Sunday, September 13, 2015

What color is the ocean?

That's a difficult question, as there's no single correct answer. There are so many variables. Which ocean? Which part of that ocean? What time of the year? What time of the day? Under what weather conditions? What is the depth of the water at the point where you're looking at it? 

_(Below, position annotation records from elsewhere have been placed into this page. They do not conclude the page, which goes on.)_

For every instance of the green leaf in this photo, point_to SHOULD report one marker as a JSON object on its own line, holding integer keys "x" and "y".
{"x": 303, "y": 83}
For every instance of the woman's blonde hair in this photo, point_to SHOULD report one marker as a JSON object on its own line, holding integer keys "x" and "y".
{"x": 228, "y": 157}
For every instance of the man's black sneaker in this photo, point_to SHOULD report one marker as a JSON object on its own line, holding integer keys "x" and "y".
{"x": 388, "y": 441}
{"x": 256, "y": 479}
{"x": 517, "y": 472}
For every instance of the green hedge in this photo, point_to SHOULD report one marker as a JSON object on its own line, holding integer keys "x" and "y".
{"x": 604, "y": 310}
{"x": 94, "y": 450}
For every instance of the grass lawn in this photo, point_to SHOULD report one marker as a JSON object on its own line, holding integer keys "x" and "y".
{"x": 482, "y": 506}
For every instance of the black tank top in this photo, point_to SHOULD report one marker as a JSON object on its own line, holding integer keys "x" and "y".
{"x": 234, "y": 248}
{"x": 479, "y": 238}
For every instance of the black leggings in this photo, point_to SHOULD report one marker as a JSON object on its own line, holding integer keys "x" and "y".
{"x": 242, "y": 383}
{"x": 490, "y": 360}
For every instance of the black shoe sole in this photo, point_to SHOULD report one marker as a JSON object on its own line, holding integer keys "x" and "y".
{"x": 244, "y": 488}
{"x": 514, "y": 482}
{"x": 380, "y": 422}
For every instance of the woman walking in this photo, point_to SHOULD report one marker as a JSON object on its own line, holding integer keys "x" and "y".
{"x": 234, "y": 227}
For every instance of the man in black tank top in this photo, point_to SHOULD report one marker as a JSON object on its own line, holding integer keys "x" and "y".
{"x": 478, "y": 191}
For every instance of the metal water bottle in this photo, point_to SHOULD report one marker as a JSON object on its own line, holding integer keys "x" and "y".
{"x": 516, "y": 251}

The sea can appear different hues of blue:
It can have a green cast to it:
Or it can be very dark; almost black:
For a brief time at sunrise, it can appear pink:
And at sunset, orange:

So when it comes to painting ship bases, you can choose the shade that appeals most strongly to you. Personally, I prefer a darker look:
I use use Bay Area Yards' fantastic resin bases made for 1/2400. First off is a spray of black primer and then two coats of Vallejo Dark Sea Blue (898). Once they're dry, I do a third coat of 898 mixed with small amounts of Vallejo Deep Green (970) and Game Color Ultramarine Blue (72-022). This gives a very slight greenish blue tint and an illusion of depth. Then two coats of Testors Glosscoat spray. After that's dry, one coat of Vallejo brush-on Gloss Varnish (510). The two kinds of gloss together give a much more glass-like finish:

Next I add a wake and the propellor wash:
Without getting into a heavyweight discussion of the physics of wave formation, I'll just say that the simple view of "the bigger the ship, the bigger the wake" is not always correct. The wake's size is a function of both the mass of the ship that's displacing the water and the rapidity with which the water is displaced. So, a destroyer high-stepping at 35 kts will have a more pronounced and more disturbed wake than will a battleship crawling along at 5 kts. However, because of the mass difference, a battleship at 25 kts will have a wake several times the size of the one produced by a destroyer at 35 kts. This is why I never became a physicist. Too much math!

That's a very wordy and roundabout way of saying wake sizes vary a lot for a variety of reasons, so I paint different sized ones according to my whim that day. Here's a base with a pronounced wake:
In reality, the disturbed areas of "white water" in a ship's wake will appear matte, as opposed to the gloss of the sea around it. After I paint on the white areas (any bright white will do) and blend them in at their edges, I go over all of the white with brush-on Vallejo Matte Varnish (520).

For me, doing the base is child's play compared to the intricate (and often infuriating) job of painting the ship that will occupy the base. Anyway, how do you do your bases?